In fact, the chart alongside shows that NFA growth has come off from earlier years. This suggests that India Inc. is still worried about a demand pickup and is shying away from making fresh capital investments in a big way.

Besides, much of this pickup in investments is not due to an increase in asset purchases as investors would have liked. The fact is that Indian companies have been rather cutting back on asset sales. As a result, this has tended to perk up the NFA growth rates.

“A key factor helping overall growth is the declining trend of asset sales and write-downs. If we include only companies that grew their NFA, then the aggregate capex addition dipped during FY19 as compared to FY18," noted ICICI Securities Ltd in a note to clients.

Additionally, the brokerage firm notes that public sector units, particularly in energy and utilities, grew their NFAs at 10.8% in FY19. So, if one excludes the public sector investments in fixed assets, private sector NFA growth shrinks to a lower rate of just 4.4% in FY19.

Also, National Company Law Tribunal cases have led to brownfield investments of 80,000 crore, point out ICICI Securities’ analysts in their note. This naturally puts a cap on greenfield expansion, and NFA accretion as a result.

The problem is that capex may remain muted in FY20. While some large-ticket private sector capex announcements have been made in FY19, many new projects could take a while to get off the ground.

“We believe conversion to orders will be back-ended, likely over H2FY20 or more towards FY21, given the state of clearances as well as multi-year capex plans like the 70,000 crore Adani RE & Data Centre," noted analysts at Axis Capital Ltd in a recent note.

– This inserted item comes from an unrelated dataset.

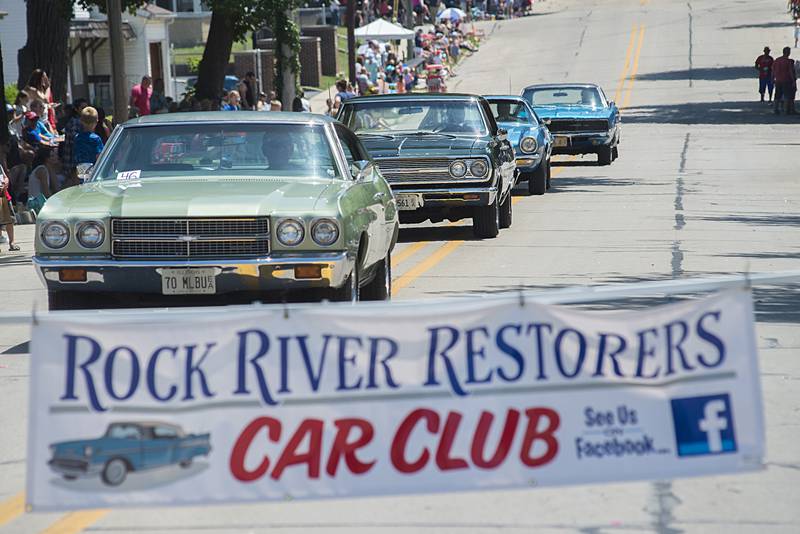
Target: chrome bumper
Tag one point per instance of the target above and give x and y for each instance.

The brokerage firm also added that FY19 announcements would have been bunched up due to the impact of demonetization and the goods and services tax in prior years.

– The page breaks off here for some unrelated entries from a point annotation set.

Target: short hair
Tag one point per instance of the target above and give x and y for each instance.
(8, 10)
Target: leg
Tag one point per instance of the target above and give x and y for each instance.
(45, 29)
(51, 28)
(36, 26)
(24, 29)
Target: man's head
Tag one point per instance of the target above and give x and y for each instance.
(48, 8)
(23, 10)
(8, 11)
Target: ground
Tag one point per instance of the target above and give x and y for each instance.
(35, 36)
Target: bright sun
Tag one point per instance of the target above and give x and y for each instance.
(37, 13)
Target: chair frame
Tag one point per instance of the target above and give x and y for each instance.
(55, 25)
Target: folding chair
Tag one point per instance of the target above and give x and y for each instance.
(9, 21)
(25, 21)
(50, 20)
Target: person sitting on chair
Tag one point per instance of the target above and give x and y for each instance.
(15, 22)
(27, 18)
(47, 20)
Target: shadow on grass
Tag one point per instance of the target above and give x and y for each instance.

The other issue is that aggregate demand is showing signs of deceleration. Sales of automobiles and two-wheelers have slowed down in the last few months. Besides, there is little evidence of a broad-based recovery in some of the macro indicators.

“Early cycle indicators observed during the previous capex cycle (FY02–FY08), such as IIP–Manufacturing, IIP–Capital goods, IIP–Primary goods, continue to show downtrends. IIP Infra and construction goods have also started slowing down after encouraging trends in CY18," said ICICI Securities in its note. IIP stands for the Index of Industrial Production.

Clearly, much more broad-based evidence is required that capex will indeed pick up in the coming quarters.